Des images de son passé reviennent à l’esprit de Serphar : les rares moments heureux de sa jeunesse, occupés à jouer dans l’arrière-cour avec le fils de Merlin, loin de ses parents. Au fur et à mesure qu’affleurent les souvenirs, une émotion qu’il croyait perdue l’envahit.
— Eh ! Ça ne va pas ?
— Ce n’est rien, continuez.
— Marc est parti en ville à sa majorité et il n’est plus jamais revenu. Des années après, on a entendu une rumeur comme quoi il s’était fait la malle. En cavale, on disait.
— Pourquoi ça ?
— Parce qu’on l’accusait d’avoir tué quelqu’un ! La police était même venue jusqu’ici, poser des questions à tout le monde, aux Donatier surtout. Un voisin de Marc avait été tué… ou son concierge plutôt, oui, son concierge… Marc avait disparu de la circulation alors les flics pensaient qu’il était mouillé là-dedans…

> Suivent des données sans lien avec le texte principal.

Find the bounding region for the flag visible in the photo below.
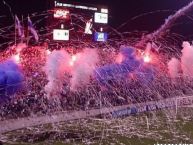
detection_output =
[28,17,39,41]
[15,16,24,38]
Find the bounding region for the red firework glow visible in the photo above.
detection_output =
[69,55,77,66]
[143,54,151,63]
[13,53,20,63]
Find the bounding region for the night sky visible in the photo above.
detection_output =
[0,0,193,35]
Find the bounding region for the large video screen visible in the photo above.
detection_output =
[53,29,69,41]
[94,12,108,24]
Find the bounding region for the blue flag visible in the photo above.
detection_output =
[15,16,24,38]
[28,17,39,41]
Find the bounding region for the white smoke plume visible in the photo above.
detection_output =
[44,48,99,98]
[181,41,193,77]
[168,58,180,78]
[71,48,99,90]
[44,50,70,97]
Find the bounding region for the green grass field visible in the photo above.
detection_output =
[1,108,193,145]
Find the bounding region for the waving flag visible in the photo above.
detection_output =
[28,17,39,41]
[15,16,24,38]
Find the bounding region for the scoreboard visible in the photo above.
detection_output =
[47,0,108,42]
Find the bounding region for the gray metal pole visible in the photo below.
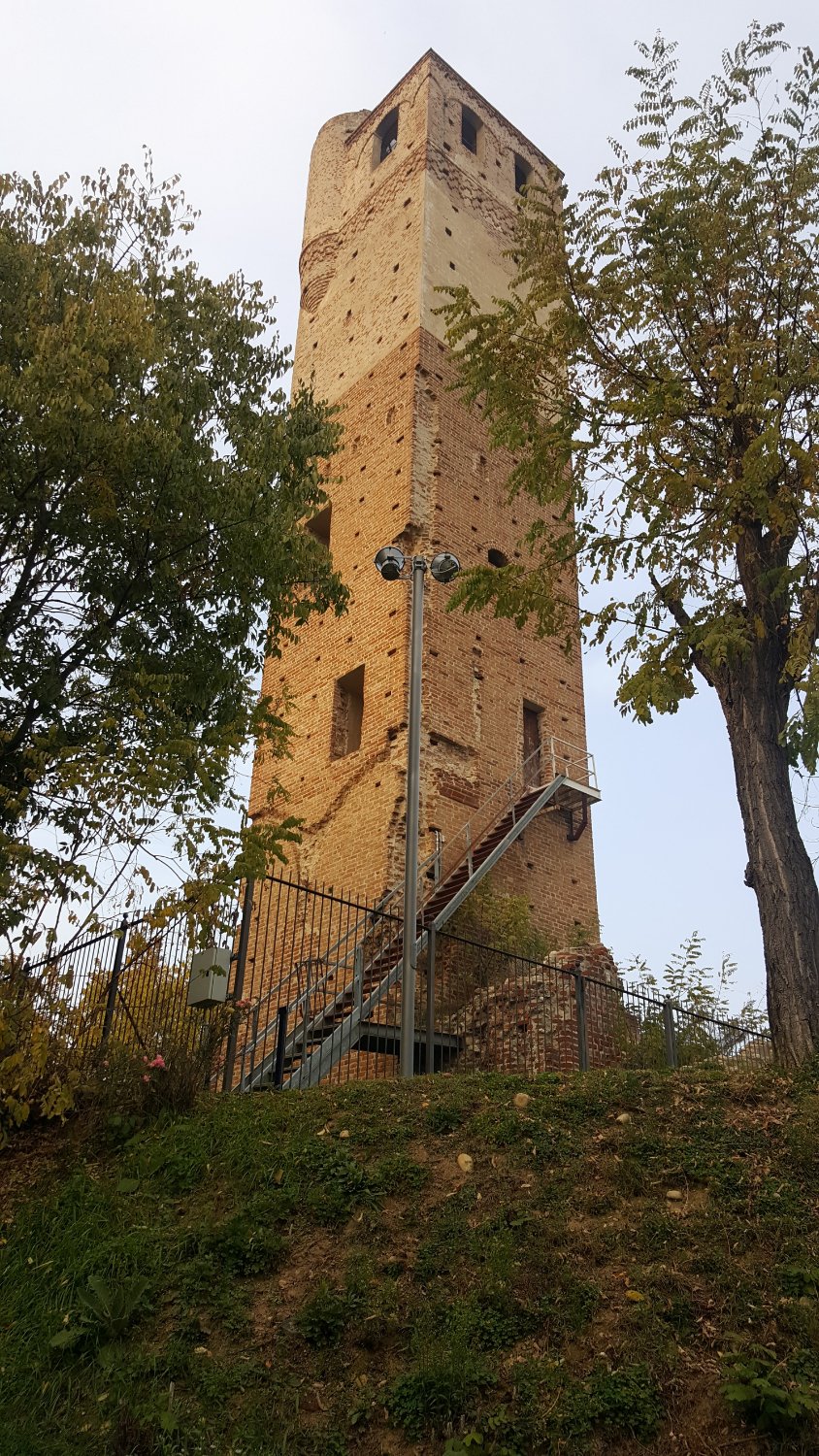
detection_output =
[221,879,256,1092]
[423,925,435,1076]
[400,556,426,1077]
[99,914,128,1053]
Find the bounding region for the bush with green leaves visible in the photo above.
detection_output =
[720,1344,819,1436]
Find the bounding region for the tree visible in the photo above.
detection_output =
[445,25,819,1063]
[0,157,344,949]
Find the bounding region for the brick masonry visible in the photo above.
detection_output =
[250,52,597,943]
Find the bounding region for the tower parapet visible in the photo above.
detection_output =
[250,51,597,943]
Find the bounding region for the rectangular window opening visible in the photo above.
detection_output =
[524,704,541,789]
[307,506,333,550]
[461,107,480,157]
[330,666,364,759]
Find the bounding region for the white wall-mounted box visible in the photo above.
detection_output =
[187,945,230,1007]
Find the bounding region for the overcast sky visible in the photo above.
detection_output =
[0,0,819,995]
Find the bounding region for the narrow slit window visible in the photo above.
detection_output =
[307,506,333,550]
[376,107,399,166]
[524,704,541,789]
[461,107,480,157]
[330,667,364,759]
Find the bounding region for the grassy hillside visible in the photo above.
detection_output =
[0,1072,819,1456]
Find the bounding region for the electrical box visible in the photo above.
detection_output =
[187,945,230,1007]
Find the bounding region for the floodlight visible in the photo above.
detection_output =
[429,550,461,581]
[376,546,405,581]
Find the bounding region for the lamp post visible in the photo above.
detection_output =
[376,546,461,1077]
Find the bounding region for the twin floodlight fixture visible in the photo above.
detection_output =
[376,546,461,581]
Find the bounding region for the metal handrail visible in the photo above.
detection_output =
[234,736,598,1075]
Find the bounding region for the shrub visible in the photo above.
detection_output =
[0,975,79,1147]
[295,1280,356,1348]
[82,1010,230,1141]
[720,1345,819,1436]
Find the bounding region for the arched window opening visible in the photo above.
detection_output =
[376,107,399,166]
[515,153,531,192]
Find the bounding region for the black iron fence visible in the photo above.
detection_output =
[6,874,772,1091]
[9,897,239,1074]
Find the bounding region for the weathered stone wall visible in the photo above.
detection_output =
[251,52,597,943]
[452,945,630,1077]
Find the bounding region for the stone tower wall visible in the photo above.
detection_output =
[251,52,597,941]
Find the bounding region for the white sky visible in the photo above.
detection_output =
[0,0,819,995]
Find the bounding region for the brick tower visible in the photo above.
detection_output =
[250,51,597,943]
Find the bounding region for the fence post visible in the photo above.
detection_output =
[274,1007,289,1092]
[221,879,256,1092]
[423,925,437,1076]
[352,945,364,1012]
[99,914,128,1053]
[574,972,589,1072]
[662,998,678,1069]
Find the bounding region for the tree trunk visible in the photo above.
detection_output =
[714,655,819,1065]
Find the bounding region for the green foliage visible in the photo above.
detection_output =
[204,1210,285,1278]
[0,157,344,948]
[0,975,79,1150]
[426,1103,466,1135]
[49,1274,148,1350]
[295,1280,358,1348]
[446,879,554,961]
[722,1345,819,1435]
[0,1068,819,1456]
[442,22,819,1062]
[387,1347,495,1441]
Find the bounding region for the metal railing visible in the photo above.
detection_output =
[3,876,772,1091]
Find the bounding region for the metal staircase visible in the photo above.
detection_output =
[240,739,600,1091]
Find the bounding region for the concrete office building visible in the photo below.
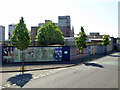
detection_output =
[8,24,16,40]
[0,25,5,41]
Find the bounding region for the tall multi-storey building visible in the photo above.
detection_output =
[31,16,74,41]
[8,24,16,39]
[0,25,5,41]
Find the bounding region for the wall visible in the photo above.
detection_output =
[0,46,2,64]
[70,47,89,60]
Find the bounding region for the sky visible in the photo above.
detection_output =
[0,0,119,40]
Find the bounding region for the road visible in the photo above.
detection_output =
[1,53,120,88]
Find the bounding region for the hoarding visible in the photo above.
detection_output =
[3,47,62,63]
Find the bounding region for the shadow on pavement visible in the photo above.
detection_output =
[0,64,78,73]
[7,73,32,88]
[84,63,104,68]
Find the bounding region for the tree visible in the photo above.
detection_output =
[75,26,88,51]
[35,22,64,45]
[10,17,31,73]
[102,35,110,55]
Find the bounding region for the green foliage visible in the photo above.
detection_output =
[35,22,64,45]
[75,26,88,50]
[10,17,31,51]
[102,35,110,46]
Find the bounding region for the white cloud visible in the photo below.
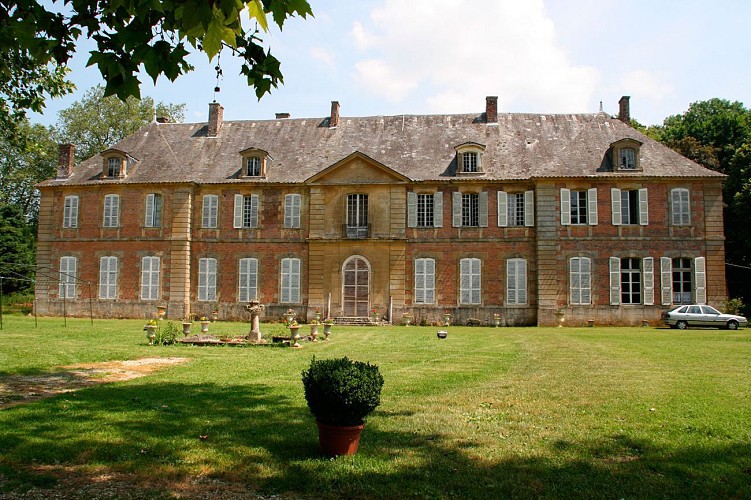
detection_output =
[350,0,599,113]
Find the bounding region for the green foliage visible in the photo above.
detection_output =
[54,85,185,162]
[0,0,312,130]
[302,356,383,426]
[0,205,35,294]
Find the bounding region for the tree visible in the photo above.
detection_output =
[0,119,57,224]
[0,0,312,135]
[650,98,751,307]
[0,205,35,294]
[54,85,185,162]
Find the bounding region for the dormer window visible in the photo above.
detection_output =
[240,148,269,177]
[610,139,641,170]
[455,142,485,175]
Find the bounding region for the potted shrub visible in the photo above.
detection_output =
[302,357,383,456]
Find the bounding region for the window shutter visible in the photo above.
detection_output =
[561,188,571,226]
[433,191,443,227]
[498,191,508,227]
[407,191,417,227]
[232,194,245,228]
[642,257,655,306]
[660,257,673,305]
[479,191,488,227]
[694,257,707,304]
[524,191,535,227]
[144,194,154,227]
[451,191,462,227]
[610,188,622,226]
[587,188,597,226]
[610,258,621,306]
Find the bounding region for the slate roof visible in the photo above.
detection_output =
[41,113,724,186]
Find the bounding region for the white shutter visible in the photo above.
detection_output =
[660,257,673,306]
[524,191,535,227]
[642,257,655,306]
[694,257,707,304]
[610,258,621,306]
[407,191,417,227]
[561,188,571,226]
[232,194,245,228]
[433,191,443,227]
[639,188,649,226]
[479,191,488,227]
[451,191,462,227]
[498,191,508,227]
[587,188,597,226]
[610,188,623,226]
[144,193,154,227]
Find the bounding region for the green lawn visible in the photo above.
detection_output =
[0,316,751,498]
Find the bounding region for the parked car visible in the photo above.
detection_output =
[660,304,748,330]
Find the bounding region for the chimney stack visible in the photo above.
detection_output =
[485,95,498,123]
[57,144,75,179]
[206,102,224,137]
[329,101,339,127]
[618,95,631,125]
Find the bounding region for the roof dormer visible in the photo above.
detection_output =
[454,142,485,175]
[240,148,271,179]
[610,138,642,172]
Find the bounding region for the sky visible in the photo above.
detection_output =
[29,0,751,125]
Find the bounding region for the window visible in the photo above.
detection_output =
[569,257,592,305]
[63,196,78,227]
[506,259,527,305]
[245,156,261,177]
[462,193,480,227]
[461,152,478,172]
[144,193,163,227]
[407,191,443,227]
[670,188,691,226]
[452,191,488,227]
[415,259,435,304]
[281,258,300,304]
[561,188,597,226]
[498,191,535,227]
[233,194,258,228]
[99,257,117,299]
[198,258,216,302]
[141,257,160,300]
[237,259,258,302]
[618,148,636,170]
[459,259,481,304]
[57,256,78,299]
[610,188,649,226]
[284,194,302,228]
[102,194,120,227]
[201,194,219,228]
[107,157,123,177]
[610,257,654,305]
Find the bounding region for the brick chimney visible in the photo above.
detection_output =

— Vous vous souvenez d’autre chose ?
— Vous savez, ça fait longtemps… Je crois que la police s’imaginait qu’il était revenu se planquer chez ses vieux mais c’était mal le connaître, il les détestait ! Dire que j’avais oublié tout ça, c’est drôle comme la mémoire nous joue des tours, hein ?
— Ils ne l’ont jamais retrouvé ?
— Marc ? Non. Envolé ! Par contre, peu de temps après, le garde-chasse a retrouvé un cadavre dans les bois… le corps d’un très vieux type qu’était pas de la région, avec des habits de majordome bouffés par les mites… décapité ! Là non plus on n’a jamais su ce qui s’était passé… C’est bizarre, les souvenirs, comme tout revient d’un seul coup quand on creuse un peu…
Au fil de la conversation, l’homme s’est versé de nombreux verres, si bien que la bouteille de vin est presque vide. Serphar, circonspect, sent qu’il est temps pour lui d’en venir au plus important.
— La deuxième chose dont je voulais vous parler concerne un de vos clients récents. Un homme habillé en blanc il y a plusieurs mois de ça…
— Un drôle d’oiseau celui-là ! Il voulait parler à un ancien du village, alors il est venu au bar et mon fils me l’a envoyé… Il n’est pas resté longtemps et tant mieux, il m’inspirait pas confiance.
— Vous avez discuté de quoi ? 
— Du village, comment il était quand j’étais gosse. Et puis des Donatier aussi. Il voulait savoir où ils habitaient alors je lui ai indiqué le chemin de leur ferme. Je sais pas comment il connaissait leur nom d’ailleurs, j’ai trouvé ça étrange…

— C’est tout ? Rien d’autre ?
— Pas que je me souvienne. Le type est parti aussitôt et on ne l’a plus revu depuis.
Serphar reste muet quelques secondes : il sait ce qui lui reste à faire à présent.
— Merci pour tout, dit-il en se levant brusquement.

Il sort de la chambre et referme la porte derrière lui, y laissant les dernières bribes de son passé avec le gardien de sa jeunesse et de cette époque révolue. L’escalier redescendu, il traverse rapidement le bar en enjambant les dépouilles mutilées et sanglantes que dévorent avec avidité les insectes. Alors qu’il sort du bar, le fils de Merlin s’écroule dans la chambre hors du temps. Au sol ses doigts se crispent sur le verre qu’il tient encore, la bouteille tombe sur le plancher et se brise, il regarde sans comprendre les tessons de verre et les dernières gouttes du vin pourtant exquis qui a causé sa mort, corrompu par les germes de la pestilence dès lors que la main de Serphar a touché la bouteille. Son esprit s’embrume et son regard se voile, le froid glace ses membres, son souffle faiblit puis s’éteint comme la flamme d’une bougie.